L’universo di Halo è, come sappiamo, al contempo crossmediale e transmediale, dato che gli eventi della saga sono stati narrati e, in molti casi, ampliati anche tramite libri, fumetti, animazione e live action. Per l’anno prossimo è in programma la tanto attesa uscita del serial tv, finalmente concretizzatosi dopo tanti stop&go nel corso degli ultimi anni e destinato alla messa in onda tramite la piattaforma Paramount+.

Kiki Wolfkill, executive producer di Halo 4 e Halo: The Master Chief Collection, è da diverso tempo supervisore responsabile degli adattamenti e delle trasposizioni del franchise nei media non videoludici, e intervistata da IGN a proposito del serial in arrivo ha raccontato delle sue prospettive in merito e di come siano importanti anche le prospettive dei fan.

Uno degli aspetti più interessanti di narrare Halo al di fuori del contesto del gioco è il poter spaziare a livello di ambiti e portata d’azione: nel gioco seguiamo principalmente il punto di vista di Master Chief, ma ci sono molte altre cose da vedere, attenzionare, guardare con altri occhi, in un contesto di political drama in salsa sci-fi. Un po’ come in Game of Thrones, secondo Wolfkill.

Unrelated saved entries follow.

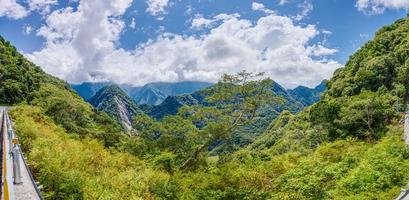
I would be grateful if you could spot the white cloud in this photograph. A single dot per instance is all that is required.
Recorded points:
(12, 9)
(282, 2)
(306, 8)
(27, 29)
(132, 25)
(79, 40)
(260, 7)
(82, 46)
(200, 22)
(42, 6)
(374, 7)
(157, 8)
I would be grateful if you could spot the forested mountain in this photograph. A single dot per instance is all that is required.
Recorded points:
(151, 93)
(346, 146)
(308, 96)
(116, 103)
(292, 101)
(86, 90)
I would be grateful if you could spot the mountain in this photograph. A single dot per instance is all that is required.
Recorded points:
(292, 101)
(87, 89)
(170, 106)
(116, 103)
(348, 145)
(151, 93)
(308, 96)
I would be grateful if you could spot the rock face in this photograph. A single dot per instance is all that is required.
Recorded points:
(151, 93)
(116, 103)
(295, 100)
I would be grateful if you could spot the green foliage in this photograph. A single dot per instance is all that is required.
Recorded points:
(347, 146)
(73, 169)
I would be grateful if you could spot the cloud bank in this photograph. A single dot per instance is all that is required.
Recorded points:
(82, 45)
(374, 7)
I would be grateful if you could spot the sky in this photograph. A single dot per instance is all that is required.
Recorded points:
(295, 42)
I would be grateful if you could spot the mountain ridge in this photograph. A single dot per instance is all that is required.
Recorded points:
(115, 102)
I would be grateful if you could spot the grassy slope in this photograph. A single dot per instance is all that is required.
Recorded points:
(80, 169)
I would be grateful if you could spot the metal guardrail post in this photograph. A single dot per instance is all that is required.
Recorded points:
(16, 162)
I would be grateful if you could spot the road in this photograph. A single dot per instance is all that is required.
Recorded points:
(26, 189)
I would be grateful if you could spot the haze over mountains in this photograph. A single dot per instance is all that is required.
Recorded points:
(241, 144)
(151, 93)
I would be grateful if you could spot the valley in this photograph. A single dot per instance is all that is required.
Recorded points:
(242, 137)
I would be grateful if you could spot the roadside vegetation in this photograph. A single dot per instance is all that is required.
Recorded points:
(347, 146)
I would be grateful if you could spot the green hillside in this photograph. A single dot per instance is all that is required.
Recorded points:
(346, 146)
(116, 103)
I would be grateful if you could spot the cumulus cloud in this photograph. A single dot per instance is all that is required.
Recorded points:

È fantastico avere queste fanbase e community così appassionante. Ma è anche difficile perché ci sono così tante prospettive. A un certo punto, non puoi soddisfare tutte queste voci. Devi averne una tua.” afferma. “La speranza è poter giocare il gioco e avere la sensazione di capire chi sia un personaggio, per poi fermarti e goderti quest’altra esperienza e questo viaggio differente, vedendo il personaggio sotto una luce nuova senza avere la sensazione di negare quanto già ami della storia del gioco“.

Si tratta, dunque, di un difficile bilanciamento tra le prospettive e i punti di vista dei personaggi. Staremo a vedere l’anno prossimo se questa armonia sarà effettivamente raggiunta.